In Bhagavad Gita 9.4, Kṛṣṇa says that He pervades everything and yet He is not in everything. He also says that everything that exists is He, vāsudevaḥ sarvam iti. Indeed He says that He is the ātmā in everyone (Gītā 10.20). Then by your logic, we are all Vāsudeva and certainly we have the Vedic knowledge. But this fact is not experienced by us. Otherwise what was the need for Kṛṣṇa to tell this to us. We would know it as He knows. Your logic of “all pervading” is tantamount to Māyāvāda philosophy.

 By accepting the Vedic knowledge in the ātma, there is one more difficulty that arises. According to Bhāgavatam, there are five types of mukti. One of them is called sāyujya, which is of two types, brahma-sāyujya and bhagavat sāyujya. A jīva who attains brahma-sāyujya does not have any subtle or gross body because that is the very definition of mukti: muktir hitvānyatha rūpaṁ svarūpena vyavasthiti (Śrīmad Bhāgavatam 2.10.6). Such a jīva also does not get a spiritual body because in Brahman there is no form or attribute. It is a homogeneous state of pure consciousness. So according to your proposition (or BVT), such a person should be situated in Vedic knowledge, because he does not have any more conditioning by the subtle or gross body. This goes against the very principle of brahma-sāyujya, because in brahma-sāyujya there is no awareness of anything except of Brahman. There is no duality in brahman realization. But if one has Vedic knowledge, one must have knowledge of Kṛṣṇa, as Kṛṣṇa Himself says: vedaiś ca sarvair aham eva vedya. This also needs to be accounted for if you accept that there is Vedic knowledge inherent in the ātma.

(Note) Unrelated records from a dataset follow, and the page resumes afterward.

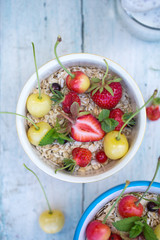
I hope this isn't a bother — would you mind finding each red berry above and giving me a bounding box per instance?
[62,91,81,114]
[66,71,90,93]
[118,196,143,218]
[158,209,160,215]
[86,220,111,240]
[91,82,122,109]
[96,150,108,163]
[109,233,122,240]
[109,108,125,131]
[72,147,92,167]
[146,105,160,121]
[71,114,105,142]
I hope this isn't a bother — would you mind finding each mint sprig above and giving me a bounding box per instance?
[39,119,73,146]
[98,109,119,133]
[113,217,158,240]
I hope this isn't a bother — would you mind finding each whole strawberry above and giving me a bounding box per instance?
[55,147,92,172]
[146,96,160,121]
[109,108,135,130]
[50,89,81,114]
[89,59,122,109]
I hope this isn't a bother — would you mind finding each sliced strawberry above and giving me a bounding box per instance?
[71,114,105,142]
[72,147,92,167]
[62,91,81,114]
[146,105,160,121]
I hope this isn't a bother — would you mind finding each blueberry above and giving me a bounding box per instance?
[147,201,157,212]
[51,83,61,91]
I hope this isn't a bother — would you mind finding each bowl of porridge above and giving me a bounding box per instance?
[16,53,146,183]
[74,181,160,239]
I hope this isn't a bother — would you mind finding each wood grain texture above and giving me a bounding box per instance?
[0,0,160,239]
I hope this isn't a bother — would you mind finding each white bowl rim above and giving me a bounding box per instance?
[16,53,146,183]
[74,181,160,239]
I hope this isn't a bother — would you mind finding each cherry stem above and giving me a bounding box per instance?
[0,111,39,130]
[23,164,53,214]
[116,89,158,141]
[32,42,42,99]
[135,156,160,206]
[102,59,109,86]
[102,180,130,224]
[54,36,75,79]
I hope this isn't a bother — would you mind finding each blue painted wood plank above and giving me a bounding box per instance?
[0,0,82,240]
[83,0,160,209]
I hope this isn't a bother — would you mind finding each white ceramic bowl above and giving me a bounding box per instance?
[74,181,160,240]
[16,53,146,183]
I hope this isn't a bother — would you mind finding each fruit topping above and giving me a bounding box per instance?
[109,108,135,131]
[147,201,157,212]
[50,88,81,114]
[23,164,65,234]
[146,95,160,121]
[103,90,158,160]
[154,223,160,240]
[55,147,92,172]
[109,233,122,240]
[28,122,51,146]
[51,82,61,91]
[118,195,143,218]
[54,36,90,93]
[118,156,160,218]
[86,181,130,240]
[58,102,105,142]
[27,43,51,118]
[96,150,108,163]
[88,59,122,109]
[104,131,129,160]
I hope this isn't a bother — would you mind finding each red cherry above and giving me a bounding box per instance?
[109,233,122,240]
[96,150,108,163]
[66,71,90,93]
[86,220,111,240]
[146,105,160,121]
[118,196,143,218]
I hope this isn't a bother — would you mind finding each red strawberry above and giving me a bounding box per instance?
[91,82,122,109]
[62,91,81,114]
[71,114,105,142]
[146,105,160,121]
[109,108,125,131]
[109,233,122,240]
[72,147,92,167]
[51,89,81,114]
[88,60,122,109]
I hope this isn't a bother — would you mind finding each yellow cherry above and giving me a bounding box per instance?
[39,210,65,234]
[154,224,160,240]
[104,131,129,160]
[27,93,52,118]
[27,122,51,146]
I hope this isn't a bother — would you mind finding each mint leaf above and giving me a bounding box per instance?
[39,128,73,146]
[143,222,158,240]
[39,128,57,146]
[113,217,140,232]
[101,118,119,132]
[98,109,110,121]
[129,222,143,238]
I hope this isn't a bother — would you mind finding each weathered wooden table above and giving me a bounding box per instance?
[0,0,160,239]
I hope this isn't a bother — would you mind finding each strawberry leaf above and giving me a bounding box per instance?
[123,112,136,127]
[78,111,90,116]
[91,77,101,83]
[113,217,140,232]
[70,102,80,120]
[92,87,100,96]
[104,85,114,96]
[99,87,104,93]
[101,118,119,132]
[98,109,110,121]
[107,78,122,84]
[50,89,64,103]
[88,84,98,92]
[55,158,76,173]
[143,222,158,240]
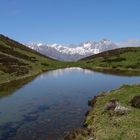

Further questions can be raised on this: Is this knowledge of the Veda manifest or unmanifest? If it is manifest, then it cannot be forgotten at all. For example, the ātma has I-consciousness in it. ātma is the referent of the word ‘I”. This knowledge of “I” can never be forgotten in any state of existence—wakeful, dream or dreamless state. No matter what the jīva thinks of himself, the sense of “I” always exists, because it is inherent in the ātma. It is this sense of “I” that is superimposed on the gross and subtle bodies, which makes one think, “I am the mind or the body.” In the same way, consciousness in the inherent quality of ātma, therefore it can never be taken away from it in any state of existence. No matter how much māyā influences the jīva, he never loses consciousness and the sense of “I.” He cannot become dead matter. In the same way, if Vedic knowledge were manifest in the ātma, the jīva could never forget it or be unaware of it, no matter how much he is covered by māyā. Just like a bulb which has light in it cannot lose it, no matter how much the bulb is covered externally. Therefore Jīva Gosvāmī is right when he says that the jīva has beginningless ignorance, anādyavidyā. However, being a conscious entity, he has the potential to acquire knowledge.

If we consider the second option, that the knowledge is unmanifest in the ātma, then the proponent of this idea must explain what is means to have unmanifest knowledge and how it exists in the ātma. What is the mechanism? The constitution of ātma is eternal and not liable to any modification, avikārī (Gītā 2.25). If the knowledge would change from unmanifest to manifest by some practice as proposed by Anonymous, then that would make the ātma modifiable, vikārī, like matter. One may argue that the practice of bhakti makes this knowledge manifest, but we find no support for that. On the contrary, Kṛṣṇa says that knowledge comes from an external source (see Śrīmad Bhāgavatam 11.22.10 as cited above). The knowledge is given from outside.